Fannie Mae and Freddie Mac have now been in Federal
Governmental conservatorship for 10 years, with no end in
sight and no plan for their future. While the prevailing
political climate is hostile to the agencies continued
existence, there is also a well-justified fear that
terminating them would depress the mortgage market and new
housing construction. The result has been a policy
paralysis.
Given the impasse, the best approach may be to give
the agencies a new mission, one that could be completed in
3-5 years that would command broad agreement on both sides
of the political aisle. This would kick the can further down
the road but it would be a better can when it got there.
The mission would be to reduce mortgage costs. Two major rule changes would figure prominently in their agenda. One would convert third party settlement costs into lender charges. The other would shift the ownership of property appraisals from lenders to borrowers.

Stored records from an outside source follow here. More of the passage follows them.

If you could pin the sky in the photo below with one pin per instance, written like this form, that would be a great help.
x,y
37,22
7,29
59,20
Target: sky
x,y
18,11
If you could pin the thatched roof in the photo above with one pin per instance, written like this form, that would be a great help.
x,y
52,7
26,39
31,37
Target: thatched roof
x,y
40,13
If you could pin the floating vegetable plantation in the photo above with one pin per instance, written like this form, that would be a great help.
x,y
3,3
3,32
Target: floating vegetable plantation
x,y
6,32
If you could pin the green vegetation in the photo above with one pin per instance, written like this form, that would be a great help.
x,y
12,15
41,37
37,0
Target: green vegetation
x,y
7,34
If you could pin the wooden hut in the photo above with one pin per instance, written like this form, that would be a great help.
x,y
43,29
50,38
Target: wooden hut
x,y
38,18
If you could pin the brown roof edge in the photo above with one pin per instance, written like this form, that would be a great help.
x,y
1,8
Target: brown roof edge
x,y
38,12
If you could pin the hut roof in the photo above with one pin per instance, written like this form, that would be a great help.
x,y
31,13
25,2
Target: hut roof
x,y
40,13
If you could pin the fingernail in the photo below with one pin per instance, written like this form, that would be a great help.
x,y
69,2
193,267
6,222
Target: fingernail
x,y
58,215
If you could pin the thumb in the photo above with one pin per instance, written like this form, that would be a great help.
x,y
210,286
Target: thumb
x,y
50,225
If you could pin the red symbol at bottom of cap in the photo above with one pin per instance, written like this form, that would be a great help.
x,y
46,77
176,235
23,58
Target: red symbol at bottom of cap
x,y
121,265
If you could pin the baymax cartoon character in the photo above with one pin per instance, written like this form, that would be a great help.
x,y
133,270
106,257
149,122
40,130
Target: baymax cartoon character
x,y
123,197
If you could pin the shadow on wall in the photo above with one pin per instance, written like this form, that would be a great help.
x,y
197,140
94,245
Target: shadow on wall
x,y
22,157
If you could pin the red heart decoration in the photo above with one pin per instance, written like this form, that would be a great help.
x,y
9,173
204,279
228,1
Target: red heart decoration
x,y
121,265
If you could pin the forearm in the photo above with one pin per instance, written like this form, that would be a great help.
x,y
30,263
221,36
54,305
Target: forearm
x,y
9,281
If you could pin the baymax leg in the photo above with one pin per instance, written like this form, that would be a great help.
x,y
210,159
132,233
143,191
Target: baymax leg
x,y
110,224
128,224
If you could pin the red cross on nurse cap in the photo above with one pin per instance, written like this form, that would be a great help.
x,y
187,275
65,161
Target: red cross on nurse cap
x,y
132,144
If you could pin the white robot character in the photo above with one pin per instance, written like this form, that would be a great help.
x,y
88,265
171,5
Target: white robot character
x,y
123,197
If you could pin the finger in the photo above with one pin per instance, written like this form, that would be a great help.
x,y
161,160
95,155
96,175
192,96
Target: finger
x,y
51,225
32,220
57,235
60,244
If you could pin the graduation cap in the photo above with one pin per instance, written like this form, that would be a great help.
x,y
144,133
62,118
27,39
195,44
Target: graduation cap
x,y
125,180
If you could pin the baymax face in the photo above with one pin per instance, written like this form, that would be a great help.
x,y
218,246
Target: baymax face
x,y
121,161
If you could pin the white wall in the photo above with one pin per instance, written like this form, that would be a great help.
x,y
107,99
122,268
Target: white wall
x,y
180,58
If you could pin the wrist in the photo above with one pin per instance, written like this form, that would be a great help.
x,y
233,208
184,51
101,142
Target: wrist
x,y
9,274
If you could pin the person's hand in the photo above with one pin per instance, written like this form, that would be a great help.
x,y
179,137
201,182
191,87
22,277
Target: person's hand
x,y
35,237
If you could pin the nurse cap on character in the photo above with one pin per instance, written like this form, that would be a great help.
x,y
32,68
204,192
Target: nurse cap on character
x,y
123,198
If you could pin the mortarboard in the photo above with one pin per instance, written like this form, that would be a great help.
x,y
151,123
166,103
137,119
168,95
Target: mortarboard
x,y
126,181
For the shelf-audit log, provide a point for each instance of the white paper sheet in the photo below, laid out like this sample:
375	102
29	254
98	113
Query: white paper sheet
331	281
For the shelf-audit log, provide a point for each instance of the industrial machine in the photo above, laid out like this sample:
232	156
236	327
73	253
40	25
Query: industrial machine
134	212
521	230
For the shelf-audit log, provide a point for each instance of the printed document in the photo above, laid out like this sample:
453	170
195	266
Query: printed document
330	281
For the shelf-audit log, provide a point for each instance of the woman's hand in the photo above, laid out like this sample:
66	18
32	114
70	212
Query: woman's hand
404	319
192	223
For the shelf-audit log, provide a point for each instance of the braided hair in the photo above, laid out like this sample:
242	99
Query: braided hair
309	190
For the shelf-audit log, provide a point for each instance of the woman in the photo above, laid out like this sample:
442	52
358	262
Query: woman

Converting Third Party Settlement
Costs Into Lender Charges
To borrowers, third party settlement costs are a
horrible and unnecessary source of complexity, confusion and
overcharges. Existing attempts to deal with the problem
through government-mandated disclosures, rules against
markups and prohibitions of referral fees have only added to
the complexity of the process without preventing pervasive
overcharges.
Third party settlement costs could be converted
into lender charges by implementation of one simple rule:
any service required by lenders as a condition for the
granting of a home mortgage must be purchased and paid for
by the lender. Lenders would embed these costs in the price
charged the borrower. The borrower would then have to deal
with only one set of prices.
Prices of third party servicers paid by borrowers
indirectly in the price of the mortgage would be
substantially lower than the inflated prices they now pay
directly to third party providers.
Under existing arrangements, competition by third
party providers to sell title insurance, mortgage insurance,
appraisals and other required services is directed not at
the consumers who pay for the services but at the lenders
who refer consumers to them. Lenders use their strategic
position as a referral source to get a piece of the action,
receiving free or underpriced services provided by the
firms to which they refer business, or by participating in
the ownership of such firms.
Bottom line, if lenders had to pay for all the
services they require of borrowers, the price of those
services would drop like a rock. Fannie and Freddie could
bring that about by restricting their purchases to mortgages
that meet the new rule.
Shift Control of Appraisals to
Mortgage Borrowers
In our current housing finance system, appraisals
are issued in the name of the lender to whom a prospective
borrower has applied for a loan, and it is not transferable
to another lender. The second rule change that could be
implemented by Fannie and Freddie would be to vest ownership
of appraisals in the mortgage borrowers who paid for them,
who could use them with any lenders to whom they apply.
The switch to a borrower-ownership model would
reduce the number of applications that are aborted when the
appraised value turns out to be too small to support the
transaction. It would reduce the time required to execute
purchase transactions. And it would facilitate mortgage
shopping by eliminating the need to pay for multiple
appraisals.
Shifting to a system of borrower control of
appraisals does not mean that borrowers would select
appraisers. That would open the door to the same abuses that
arose when lenders selected appraisers. Rather, borrowers
would purchase their appraisal from an appraisal management
company (AMC), which would select the appraiser assigned to
a property, and would be responsible for the quality of
appraisals and the independence of the appraiser. AMCs would
be subject to approval by the Federal agencies, which would
look to AMCs rather than lenders as the principal guarantors
of the integrity of appraisals.
Approved AMCs would compete for the business of potential borrowers in terms of price, which would reduce the cost of appraisals. Under existing rules, appraisals are ordered by lenders who have no incentive to negotiate lower prices. In many cases, lenders have an ownership interest in the AMC to which they send business. Such ownership interests in effect legalize referral fees. They will disappear under a system of appraisal control by borrowers.